P/S^запустил xfs_repair /dev/hda..... прошло 6 часов и тишина

----------

## viy

Не хотелось бы сыпать соль, но я подумал о бэкапе... ну и дальше...

----------

## Zlo_ch

Эхххх если бы он был понадеялся на авось.... думал мало ли ..вроде данных важных нет, но все же неприятно ....кроче поновой ща ставлю и уже на reiserfs, потому как не впечатлила xfs по средствам восстановления .....

----------

## viy

Я стакой проблемой не сталкивался. Пересел на нее после того, как несколько человек из #postgresql канала сказали, что держат на ней продукции и счастливы.

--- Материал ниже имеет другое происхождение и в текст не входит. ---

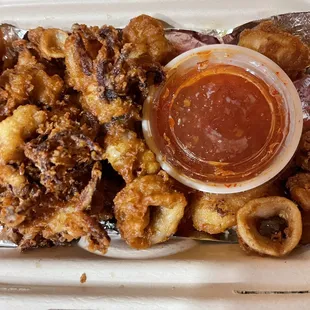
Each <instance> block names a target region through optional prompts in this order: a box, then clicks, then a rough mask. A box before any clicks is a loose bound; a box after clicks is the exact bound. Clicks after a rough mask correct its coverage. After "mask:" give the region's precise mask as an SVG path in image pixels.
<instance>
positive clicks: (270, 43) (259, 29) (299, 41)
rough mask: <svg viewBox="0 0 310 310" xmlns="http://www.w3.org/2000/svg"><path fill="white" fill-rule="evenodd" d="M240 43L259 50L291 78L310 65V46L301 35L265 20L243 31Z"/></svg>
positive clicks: (252, 48)
mask: <svg viewBox="0 0 310 310" xmlns="http://www.w3.org/2000/svg"><path fill="white" fill-rule="evenodd" d="M238 45H240V46H244V47H247V48H250V49H252V50H254V51H257V52H259V53H261V54H263V55H265V56H266V57H268V58H270V59H271V60H273V61H274V62H275V63H276V64H278V65H279V66H280V67H281V68H282V69H283V70H284V71H285V72H286V73H287V74H288V75H289V76H290V78H292V79H294V78H296V76H297V74H298V73H299V72H302V71H304V70H305V69H306V68H307V67H308V66H309V65H310V52H309V47H308V46H307V45H306V44H304V43H303V42H302V41H301V40H300V39H299V37H297V36H294V35H292V34H290V33H288V32H286V31H284V30H282V29H281V28H279V27H277V26H276V25H274V24H273V22H263V23H261V24H259V25H258V26H257V27H255V28H253V29H246V30H244V31H242V32H241V34H240V39H239V43H238Z"/></svg>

Однако заметил, что после перехода на XFS если глючит и виснет комп (в результате экспериментов), то временами у меня слетают настройки, скажем, mozillы (когда как). Приходиться всякие галочки и темы с расширениями наново активировать (хотя физически файлы с темами не теряются). Примерно тоже со скайпом случается. Не совсем уверен, что это от ФС зависит, но склонен грешить на нее.

Вот тут сказано, что при переоптимизации флагов компилятора (для сборки ядра в частности) возможны глюки в поведении XFS (а именно recovery не работает).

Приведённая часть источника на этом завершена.